Elevated concentrations of fibronectin were found in plasma of rats under different acute phase conditions. Untreated animals showed a plasma fibronectin concentration of 150 +/- 50 mg/l, which increased to 412 +/- 59 mg/l 24 h after subcutaneous injection of turpentine. The time course of the changes in plasma fibronectin concentration showed a peak at 24 h and a decline to normal concentrations 72 h after turpentine treatment. Additional stimulation by dexamethasone resulted in plasma fibronectin concentrations of 661 +/- 49 mg/l. No or only slight elevations of fibronectin concentrations were observed after treatment with adrenaline, thyroxine and triiodothyronine as compared with saline-injected animals.
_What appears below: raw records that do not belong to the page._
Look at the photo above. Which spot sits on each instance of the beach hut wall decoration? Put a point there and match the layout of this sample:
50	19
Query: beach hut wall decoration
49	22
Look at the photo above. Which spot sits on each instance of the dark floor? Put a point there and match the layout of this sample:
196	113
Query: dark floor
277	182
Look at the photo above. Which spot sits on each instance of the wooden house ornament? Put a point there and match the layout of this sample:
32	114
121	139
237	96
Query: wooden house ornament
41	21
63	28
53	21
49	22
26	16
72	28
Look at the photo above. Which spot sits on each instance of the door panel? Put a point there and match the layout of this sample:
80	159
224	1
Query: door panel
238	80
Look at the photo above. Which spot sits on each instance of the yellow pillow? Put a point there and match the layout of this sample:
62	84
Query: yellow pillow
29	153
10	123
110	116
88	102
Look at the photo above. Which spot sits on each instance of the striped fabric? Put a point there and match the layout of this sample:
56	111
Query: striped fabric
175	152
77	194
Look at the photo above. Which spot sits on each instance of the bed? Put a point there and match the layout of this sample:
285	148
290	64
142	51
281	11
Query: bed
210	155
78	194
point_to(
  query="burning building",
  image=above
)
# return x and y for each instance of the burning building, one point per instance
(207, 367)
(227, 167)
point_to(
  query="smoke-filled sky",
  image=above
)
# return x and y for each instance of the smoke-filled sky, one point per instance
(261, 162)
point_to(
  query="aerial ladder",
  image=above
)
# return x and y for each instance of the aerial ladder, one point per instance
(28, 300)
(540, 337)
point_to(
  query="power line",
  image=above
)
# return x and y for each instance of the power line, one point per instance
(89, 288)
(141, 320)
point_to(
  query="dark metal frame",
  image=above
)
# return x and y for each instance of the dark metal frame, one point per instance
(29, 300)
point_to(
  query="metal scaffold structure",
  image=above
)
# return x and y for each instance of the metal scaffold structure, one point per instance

The common identity of plasma fibronectin in controls, turpentine and turpentine-dexamethasone-treated animals was shown by slab gel electrophoresis under nonreducing conditions, followed by western blot and immunofluorescence staining. One dimensional immunoelectrophoresis performed with polyclonal antibodies to human fibronectin cross-reacting with rat fibronectin (shown by Ouchterlony gel diffusion) revealed identical precipitation lines for the plasma of control and acute phase animals. Hepatocytes of turpentine-pretreated rats show a threefold increase of [14C]valine incorporation into total protein and a fourfold increase of immunoreactive radioactively labeled fibronectin in the culture medium, compared with control hepatocyte cultures. These results point to the role of hepatocytes in the synthesis of plasma fibronectin, which behaves in rats as an acute phase reactant.